|
architecture sketch
the application layer is again isolated from the kernel, as in
Hydrogen, being served proxy entities from the EntityPool, and being
served events, possibly with a ttl value, from the EventPool. a
database lives behind the EntityPool, and possibly even the
EventPool. all entities are by default persisted. events are not
proxied but may be persisted, depending on their ttl. any pool can
register() with any other pool of its type---including remote
ones---and the consequence is that it becomes a server to the pool it
registers with for the kinds of things it serves. this creates chains
of servers, with the default EntityPool at the top of the entity pool
hierarchy and the default EventPool at the top of the event pool
hierarchy. thus, for any one session there could be a collection of
entity pools, each one representing local or remote sources of data: a
mail server, a news server, an ftp server, a website full of mp3s, a
remote database, another running knownspace session's entity pool, or
whatever. when two sessions register with each other the default
pool(s) of the first remain the roots of their separate hierachies of
pools with knowledge of how to fetch things from each of the remote
servers. application simpletons are completely unaware of all of this
proxying, networking, and chained serving, since they only see the
local default EntityPool and the local default EventPool.
to make possible a multi-user system we need a collection of entities
to manage personal information, a person entity. each user would have
their own entity that stores information about them like their phone
numbers, picture, addresses, email addresses, personal websites,
knownspace signon id, names, nicknames, userids, static ip numbers,
sleeping habits, schedule, spouse's name, children's names, friends,
personal likes and dislikes, bad habits, employers, and workplace
address.

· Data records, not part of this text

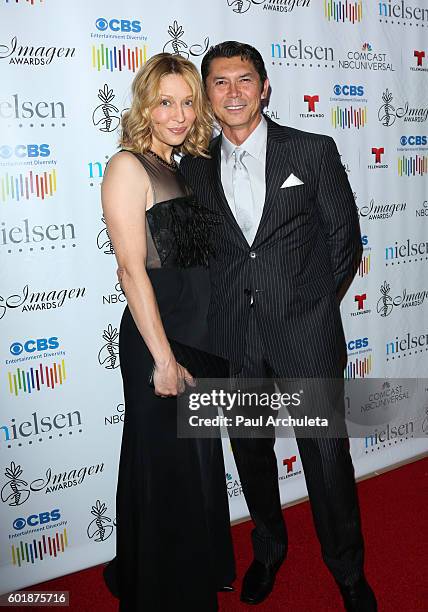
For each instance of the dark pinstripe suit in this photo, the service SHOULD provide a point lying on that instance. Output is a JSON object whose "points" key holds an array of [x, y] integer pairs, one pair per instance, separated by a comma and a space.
{"points": [[305, 253]]}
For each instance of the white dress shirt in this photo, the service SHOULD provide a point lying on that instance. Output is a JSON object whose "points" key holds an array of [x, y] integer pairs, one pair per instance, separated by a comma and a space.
{"points": [[255, 161]]}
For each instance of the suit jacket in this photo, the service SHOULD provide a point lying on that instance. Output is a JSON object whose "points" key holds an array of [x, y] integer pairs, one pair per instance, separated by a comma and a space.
{"points": [[305, 254]]}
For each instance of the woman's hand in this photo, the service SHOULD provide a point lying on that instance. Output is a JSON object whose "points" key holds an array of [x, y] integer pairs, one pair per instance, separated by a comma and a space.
{"points": [[171, 378]]}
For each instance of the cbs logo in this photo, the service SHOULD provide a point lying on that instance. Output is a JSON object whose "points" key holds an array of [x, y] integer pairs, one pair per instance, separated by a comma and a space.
{"points": [[36, 519], [32, 150], [348, 90], [359, 343], [118, 25], [413, 140], [31, 346]]}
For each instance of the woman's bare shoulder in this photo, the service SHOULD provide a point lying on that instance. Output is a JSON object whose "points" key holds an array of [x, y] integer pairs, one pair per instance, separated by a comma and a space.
{"points": [[126, 166]]}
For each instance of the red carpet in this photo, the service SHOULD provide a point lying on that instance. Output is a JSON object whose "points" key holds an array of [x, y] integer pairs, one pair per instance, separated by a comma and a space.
{"points": [[394, 511]]}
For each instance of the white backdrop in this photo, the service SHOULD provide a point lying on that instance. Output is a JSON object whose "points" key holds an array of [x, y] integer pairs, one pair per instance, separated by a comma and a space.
{"points": [[358, 73]]}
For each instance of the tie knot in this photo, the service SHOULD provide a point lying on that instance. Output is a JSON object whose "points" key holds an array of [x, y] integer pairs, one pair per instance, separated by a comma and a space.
{"points": [[239, 154]]}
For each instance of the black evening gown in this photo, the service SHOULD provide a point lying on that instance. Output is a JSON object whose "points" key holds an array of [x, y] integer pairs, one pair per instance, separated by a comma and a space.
{"points": [[173, 542]]}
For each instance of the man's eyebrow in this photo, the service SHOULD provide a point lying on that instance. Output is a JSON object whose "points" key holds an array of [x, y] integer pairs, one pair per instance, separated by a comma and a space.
{"points": [[240, 76]]}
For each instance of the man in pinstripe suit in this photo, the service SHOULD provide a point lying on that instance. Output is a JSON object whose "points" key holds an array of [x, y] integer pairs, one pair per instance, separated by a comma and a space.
{"points": [[285, 254]]}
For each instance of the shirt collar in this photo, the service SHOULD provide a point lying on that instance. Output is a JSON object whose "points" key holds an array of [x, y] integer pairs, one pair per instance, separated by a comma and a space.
{"points": [[255, 144]]}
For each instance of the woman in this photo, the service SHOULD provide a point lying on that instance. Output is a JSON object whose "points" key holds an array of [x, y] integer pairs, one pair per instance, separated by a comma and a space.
{"points": [[174, 548]]}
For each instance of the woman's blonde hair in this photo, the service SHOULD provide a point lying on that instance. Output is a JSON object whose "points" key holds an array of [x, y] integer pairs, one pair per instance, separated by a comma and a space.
{"points": [[136, 122]]}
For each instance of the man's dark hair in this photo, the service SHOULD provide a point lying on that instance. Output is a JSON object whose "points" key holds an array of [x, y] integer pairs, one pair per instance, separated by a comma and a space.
{"points": [[232, 48]]}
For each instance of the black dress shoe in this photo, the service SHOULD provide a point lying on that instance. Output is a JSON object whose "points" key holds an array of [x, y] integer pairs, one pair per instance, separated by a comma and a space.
{"points": [[227, 588], [258, 581], [358, 597]]}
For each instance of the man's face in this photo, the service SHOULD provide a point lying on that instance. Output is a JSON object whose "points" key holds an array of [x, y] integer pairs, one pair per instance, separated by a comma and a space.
{"points": [[235, 92]]}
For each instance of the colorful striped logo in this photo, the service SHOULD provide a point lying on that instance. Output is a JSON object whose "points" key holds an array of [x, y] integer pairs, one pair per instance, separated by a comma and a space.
{"points": [[23, 186], [413, 165], [364, 267], [118, 58], [343, 10], [358, 368], [38, 549], [349, 117], [27, 381]]}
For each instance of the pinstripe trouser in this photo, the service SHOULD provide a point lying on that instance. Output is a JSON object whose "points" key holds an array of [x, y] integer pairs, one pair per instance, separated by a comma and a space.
{"points": [[330, 480]]}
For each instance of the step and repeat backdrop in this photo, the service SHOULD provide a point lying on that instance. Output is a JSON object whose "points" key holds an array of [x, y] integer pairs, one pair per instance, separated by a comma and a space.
{"points": [[355, 70]]}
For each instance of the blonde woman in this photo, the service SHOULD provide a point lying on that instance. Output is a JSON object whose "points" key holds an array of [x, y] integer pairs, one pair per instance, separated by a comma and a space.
{"points": [[174, 549]]}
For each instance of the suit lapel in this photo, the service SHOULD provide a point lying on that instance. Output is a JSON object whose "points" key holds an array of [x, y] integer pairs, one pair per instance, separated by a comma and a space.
{"points": [[218, 191], [277, 155]]}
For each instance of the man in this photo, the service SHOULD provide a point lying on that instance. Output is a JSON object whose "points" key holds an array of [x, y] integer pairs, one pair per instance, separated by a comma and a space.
{"points": [[285, 254]]}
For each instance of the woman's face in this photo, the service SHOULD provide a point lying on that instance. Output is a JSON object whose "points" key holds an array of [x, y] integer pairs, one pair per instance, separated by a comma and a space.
{"points": [[173, 117]]}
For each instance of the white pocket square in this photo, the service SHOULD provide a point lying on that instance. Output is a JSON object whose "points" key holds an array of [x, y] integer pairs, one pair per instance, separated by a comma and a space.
{"points": [[291, 181]]}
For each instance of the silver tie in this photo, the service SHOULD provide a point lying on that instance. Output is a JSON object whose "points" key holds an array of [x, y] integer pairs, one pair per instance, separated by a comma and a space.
{"points": [[243, 196]]}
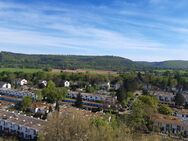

The person object could also know which emails that person
sent the user, which webpages that person recommended to the user,
which emails the user sent that person, which webpages the user
recommended to that person, what that person's rating of a particular
website is, what movies that person likes, and what other people are
associated with that person. each person entity could also have a link
to that person's own (remote) session when the person happens to be
online in a symphony session. when we have persons inside the system
the user can browse them, search them, organize and reorganize them,
and navigate through them just like any other entity. for further
expansion of this idea as sketched in the old knownspace, look here:
http://www.cs.indiana.edu/~rawlins/website/architecture/entities.html
note that there would have to be yet another simpleton---a user
registration simpleton to manage the task of keeping all person
entities up to date---person entity creation, editing, and so on. and
yet another simpleton that simply notes when any known users registers,
to then alter the 'last signon' information in the relevant person
entity. and yet another simpleton to check all such person entities
whenever new registration events enter the system and so display for
its user knowledge of someone of interest who just signed on. there
could also be yet another simpleton that lets its user browse all
person entities, and so on. if there were a simpleton that could
convert any entity to an xml intermediate form---something we'll need
anyway---and yet another simpleton to attach xslt information to that,
then we could have the browsing simpleton work for any arbitrary
entity, not just person entities, something that would be widely
useful. same for an 'edit entity' simpleton. by keeping the information
in separate related chunks, and relating them only with links to other
entities, and using only events to communicate between simpletons, and
throwing all entities into one entity pool, and all events into one
event pool, and using constraints to find them again, it's easy to
add new functionality to symphony as the need for it occurs. each new
simpleton is small and easy to think about and so easy to build. and
anyone anywhere can build it then share it with all. compare that with
the usual horrible alternative of continually having to break down and
rewrite one single huge, monlithic communication program. and of
course, in normal software engineering, you'd have to pre-think of all
the things you could possibly want to do with a person entity before
you ever created one single person entity to do something as simple as
a phone book! in symphony you could create lots of simple person entities
and do simple things with them, then when you want to create more
sophisticated data structures for persons, you just create more
entities and link them to the originals! or you could write a simpleton
that takes the old entities and creates new entities with the new
information already linked in, then it deletes the old entities. of
course, the cost of all this flexibility in computation and structure
is increased cycles and memory and hard disk space. fortunately, with
the ever escalating increase in price-performance of computer hardware,
even hardcore geeks will eventually realize that their time is much more
valuable than the computer's time. so in the long run this is the
direction that all software engineering has to go.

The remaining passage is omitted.